この流れが定着すると、良いこととしては日本経済が再び活性化して、異業種大企業同士が手を組みながら新しいビジネスを作り上げるというプラスの経済活動が活発になることです。一方で、一般の投資家はそのような企業に投資をすることがますます難しくなるでしょう。
これは当然のことですが、そのような世の中になれば、株式市場では三菱商事やKDDIに投資をする人が増えていきます。つまり社内でユニコーンを育てるトレンドが生まれると、資本市場の中で、より巨大な企業の時価総額が群を抜いて大きくなるという現象が起きていくわけです。
現に、アメリカの資本市場を見てください。ユニコーンと呼ばれるIT企業の多くがマグニフィセントセブンと呼ばれるアップル、マイクロソフト、アマゾン、グーグル、メタ、テスラ、エヌビディアの7社から資本を供給されています。そしてそのマグニフィセントセブンが、アメリカの上場企業500社のインデックスであるS&P500の3割を占め、かつ、S&P500指標の上昇の原因の大半を説明するという状態が起きています。

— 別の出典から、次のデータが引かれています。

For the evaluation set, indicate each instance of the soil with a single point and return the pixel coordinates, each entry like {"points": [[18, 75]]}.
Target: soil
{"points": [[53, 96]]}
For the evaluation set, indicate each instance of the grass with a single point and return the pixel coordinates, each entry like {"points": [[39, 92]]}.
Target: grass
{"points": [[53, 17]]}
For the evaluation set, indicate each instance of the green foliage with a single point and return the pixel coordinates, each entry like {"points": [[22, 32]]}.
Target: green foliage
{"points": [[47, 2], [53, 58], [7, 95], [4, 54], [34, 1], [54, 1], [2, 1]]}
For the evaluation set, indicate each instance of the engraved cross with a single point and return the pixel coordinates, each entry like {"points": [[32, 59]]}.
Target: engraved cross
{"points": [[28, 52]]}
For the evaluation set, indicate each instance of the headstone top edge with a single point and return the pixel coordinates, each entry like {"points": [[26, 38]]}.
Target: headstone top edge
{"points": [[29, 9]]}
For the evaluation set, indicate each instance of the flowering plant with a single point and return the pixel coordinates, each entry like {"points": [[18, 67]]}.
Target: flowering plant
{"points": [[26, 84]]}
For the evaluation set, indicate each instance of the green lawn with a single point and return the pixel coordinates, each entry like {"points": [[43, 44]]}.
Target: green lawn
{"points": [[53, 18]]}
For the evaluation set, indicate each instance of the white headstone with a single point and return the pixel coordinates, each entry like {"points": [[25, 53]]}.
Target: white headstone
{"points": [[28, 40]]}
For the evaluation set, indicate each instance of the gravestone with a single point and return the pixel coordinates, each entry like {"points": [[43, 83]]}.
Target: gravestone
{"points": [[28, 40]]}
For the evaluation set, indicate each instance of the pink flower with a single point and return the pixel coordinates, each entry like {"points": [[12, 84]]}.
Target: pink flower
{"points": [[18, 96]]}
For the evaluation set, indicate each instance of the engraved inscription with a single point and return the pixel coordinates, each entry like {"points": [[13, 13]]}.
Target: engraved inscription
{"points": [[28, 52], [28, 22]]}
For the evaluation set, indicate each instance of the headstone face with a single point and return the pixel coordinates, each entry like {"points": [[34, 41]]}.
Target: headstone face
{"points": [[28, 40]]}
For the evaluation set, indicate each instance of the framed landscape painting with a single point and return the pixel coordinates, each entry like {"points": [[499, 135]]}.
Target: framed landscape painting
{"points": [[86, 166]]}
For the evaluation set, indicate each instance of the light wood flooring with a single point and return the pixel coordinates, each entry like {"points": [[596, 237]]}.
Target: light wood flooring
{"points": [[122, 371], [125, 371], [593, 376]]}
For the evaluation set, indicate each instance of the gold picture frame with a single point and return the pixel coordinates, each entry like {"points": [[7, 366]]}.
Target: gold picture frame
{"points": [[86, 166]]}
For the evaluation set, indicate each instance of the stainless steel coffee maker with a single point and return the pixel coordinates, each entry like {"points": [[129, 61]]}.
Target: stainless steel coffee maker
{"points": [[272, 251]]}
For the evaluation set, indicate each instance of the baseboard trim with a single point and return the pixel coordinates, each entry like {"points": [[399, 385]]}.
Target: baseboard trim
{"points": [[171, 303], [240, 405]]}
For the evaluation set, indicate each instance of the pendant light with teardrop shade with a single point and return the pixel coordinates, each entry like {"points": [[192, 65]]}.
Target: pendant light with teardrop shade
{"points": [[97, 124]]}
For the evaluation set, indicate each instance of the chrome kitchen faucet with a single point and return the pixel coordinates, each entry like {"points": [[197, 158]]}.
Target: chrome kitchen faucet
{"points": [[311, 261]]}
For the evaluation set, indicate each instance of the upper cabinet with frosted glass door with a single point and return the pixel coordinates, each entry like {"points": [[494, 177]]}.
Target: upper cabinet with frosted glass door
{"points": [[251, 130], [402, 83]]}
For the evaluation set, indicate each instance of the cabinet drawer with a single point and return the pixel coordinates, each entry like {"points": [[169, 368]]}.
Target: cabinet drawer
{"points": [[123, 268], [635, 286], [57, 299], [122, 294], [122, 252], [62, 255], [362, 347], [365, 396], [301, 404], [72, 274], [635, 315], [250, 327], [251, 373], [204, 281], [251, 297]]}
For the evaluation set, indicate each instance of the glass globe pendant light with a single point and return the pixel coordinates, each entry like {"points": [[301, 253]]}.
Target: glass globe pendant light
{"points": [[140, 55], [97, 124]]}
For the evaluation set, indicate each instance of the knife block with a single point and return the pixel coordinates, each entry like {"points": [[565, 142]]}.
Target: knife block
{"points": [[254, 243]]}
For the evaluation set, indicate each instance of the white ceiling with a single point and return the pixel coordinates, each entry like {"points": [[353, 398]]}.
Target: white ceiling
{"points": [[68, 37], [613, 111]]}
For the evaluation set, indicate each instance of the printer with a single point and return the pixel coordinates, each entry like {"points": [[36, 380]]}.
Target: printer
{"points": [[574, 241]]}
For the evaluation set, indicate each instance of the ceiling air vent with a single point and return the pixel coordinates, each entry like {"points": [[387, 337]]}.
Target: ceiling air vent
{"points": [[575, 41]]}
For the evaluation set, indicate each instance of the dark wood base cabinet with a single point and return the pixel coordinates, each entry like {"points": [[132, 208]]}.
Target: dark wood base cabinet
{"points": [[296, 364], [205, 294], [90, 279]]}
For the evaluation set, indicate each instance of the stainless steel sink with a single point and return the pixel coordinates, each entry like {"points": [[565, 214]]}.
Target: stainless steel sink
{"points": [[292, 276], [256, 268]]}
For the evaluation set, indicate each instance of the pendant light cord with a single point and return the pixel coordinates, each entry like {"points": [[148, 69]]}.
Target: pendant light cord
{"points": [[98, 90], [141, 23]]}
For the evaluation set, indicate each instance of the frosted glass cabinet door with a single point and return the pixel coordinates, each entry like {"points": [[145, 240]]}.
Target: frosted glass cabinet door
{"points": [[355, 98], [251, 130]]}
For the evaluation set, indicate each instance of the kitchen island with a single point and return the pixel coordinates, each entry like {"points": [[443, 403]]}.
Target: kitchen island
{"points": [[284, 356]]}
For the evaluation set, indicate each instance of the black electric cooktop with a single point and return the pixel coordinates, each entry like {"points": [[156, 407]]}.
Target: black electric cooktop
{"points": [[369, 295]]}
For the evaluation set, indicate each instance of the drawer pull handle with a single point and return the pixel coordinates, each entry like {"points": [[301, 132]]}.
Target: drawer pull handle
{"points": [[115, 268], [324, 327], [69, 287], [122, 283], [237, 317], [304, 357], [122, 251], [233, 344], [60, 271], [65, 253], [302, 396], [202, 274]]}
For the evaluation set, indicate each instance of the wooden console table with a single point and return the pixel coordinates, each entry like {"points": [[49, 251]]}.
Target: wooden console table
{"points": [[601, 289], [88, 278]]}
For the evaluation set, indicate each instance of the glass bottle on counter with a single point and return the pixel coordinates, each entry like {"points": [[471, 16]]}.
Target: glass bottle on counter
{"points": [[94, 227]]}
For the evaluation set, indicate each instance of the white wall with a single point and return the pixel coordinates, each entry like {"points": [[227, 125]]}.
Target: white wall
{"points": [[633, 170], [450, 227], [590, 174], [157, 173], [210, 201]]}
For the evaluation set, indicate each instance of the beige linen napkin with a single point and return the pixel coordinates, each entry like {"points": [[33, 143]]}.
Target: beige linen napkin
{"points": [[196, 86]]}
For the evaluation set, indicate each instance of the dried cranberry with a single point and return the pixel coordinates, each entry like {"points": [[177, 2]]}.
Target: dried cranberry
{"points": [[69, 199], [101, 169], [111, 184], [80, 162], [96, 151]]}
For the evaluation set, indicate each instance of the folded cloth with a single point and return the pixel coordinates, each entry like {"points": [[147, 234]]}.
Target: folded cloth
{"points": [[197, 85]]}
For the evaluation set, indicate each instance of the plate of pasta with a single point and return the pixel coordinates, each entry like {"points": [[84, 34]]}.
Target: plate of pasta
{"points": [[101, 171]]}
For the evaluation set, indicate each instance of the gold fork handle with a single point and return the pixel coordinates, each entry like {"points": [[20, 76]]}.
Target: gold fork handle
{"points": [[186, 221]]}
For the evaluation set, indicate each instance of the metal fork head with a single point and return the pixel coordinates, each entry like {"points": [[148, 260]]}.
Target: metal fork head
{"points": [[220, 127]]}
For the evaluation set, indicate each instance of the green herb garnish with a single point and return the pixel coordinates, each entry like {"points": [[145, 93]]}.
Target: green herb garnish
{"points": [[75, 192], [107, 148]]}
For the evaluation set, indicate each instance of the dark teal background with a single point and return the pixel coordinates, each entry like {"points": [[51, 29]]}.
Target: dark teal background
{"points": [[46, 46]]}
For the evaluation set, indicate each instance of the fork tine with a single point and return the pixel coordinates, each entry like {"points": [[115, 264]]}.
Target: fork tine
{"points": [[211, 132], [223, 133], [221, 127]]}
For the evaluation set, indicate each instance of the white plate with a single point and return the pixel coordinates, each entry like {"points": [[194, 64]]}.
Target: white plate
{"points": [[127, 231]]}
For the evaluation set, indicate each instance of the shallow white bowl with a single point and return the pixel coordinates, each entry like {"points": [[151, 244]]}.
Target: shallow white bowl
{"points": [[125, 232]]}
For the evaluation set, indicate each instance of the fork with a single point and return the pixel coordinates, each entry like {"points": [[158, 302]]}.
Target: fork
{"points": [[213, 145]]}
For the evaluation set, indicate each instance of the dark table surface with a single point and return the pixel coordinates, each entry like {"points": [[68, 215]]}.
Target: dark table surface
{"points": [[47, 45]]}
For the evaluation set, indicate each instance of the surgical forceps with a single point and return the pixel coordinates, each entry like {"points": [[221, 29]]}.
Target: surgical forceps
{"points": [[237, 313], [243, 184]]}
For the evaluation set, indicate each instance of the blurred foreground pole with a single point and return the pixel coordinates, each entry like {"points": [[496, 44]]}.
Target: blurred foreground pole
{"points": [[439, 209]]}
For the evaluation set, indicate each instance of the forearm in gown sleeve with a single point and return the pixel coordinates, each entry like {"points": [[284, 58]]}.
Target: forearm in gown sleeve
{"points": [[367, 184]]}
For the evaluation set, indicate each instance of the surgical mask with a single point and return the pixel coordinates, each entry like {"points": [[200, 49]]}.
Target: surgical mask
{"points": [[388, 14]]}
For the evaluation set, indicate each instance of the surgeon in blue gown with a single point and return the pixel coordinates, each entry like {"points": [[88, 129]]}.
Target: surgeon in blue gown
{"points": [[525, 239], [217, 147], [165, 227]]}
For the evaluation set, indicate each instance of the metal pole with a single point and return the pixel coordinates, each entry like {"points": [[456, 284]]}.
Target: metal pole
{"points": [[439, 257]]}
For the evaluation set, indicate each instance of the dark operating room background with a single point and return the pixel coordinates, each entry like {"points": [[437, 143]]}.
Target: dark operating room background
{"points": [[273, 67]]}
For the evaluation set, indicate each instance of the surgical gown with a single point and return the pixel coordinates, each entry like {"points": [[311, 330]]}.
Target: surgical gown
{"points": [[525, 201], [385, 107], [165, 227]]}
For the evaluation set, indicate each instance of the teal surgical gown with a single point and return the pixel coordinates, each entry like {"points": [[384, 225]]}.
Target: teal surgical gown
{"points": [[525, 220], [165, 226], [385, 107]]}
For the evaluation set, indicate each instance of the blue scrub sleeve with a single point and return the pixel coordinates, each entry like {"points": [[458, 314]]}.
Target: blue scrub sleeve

ローソンのTOBが、もしローソンとセブンの業界順位逆転という結果を生み出した場合には、日本の株式市場のルールが大きく変わり、日本もマグニフィセントセブンのように「資本が資本を生む形で成長する新しい大企業」が支配する経済構造へと変わることになるかもしれません。
このように考えると、ローソンをめぐるニュースは間違いなく2024年の重大ニュースなのです。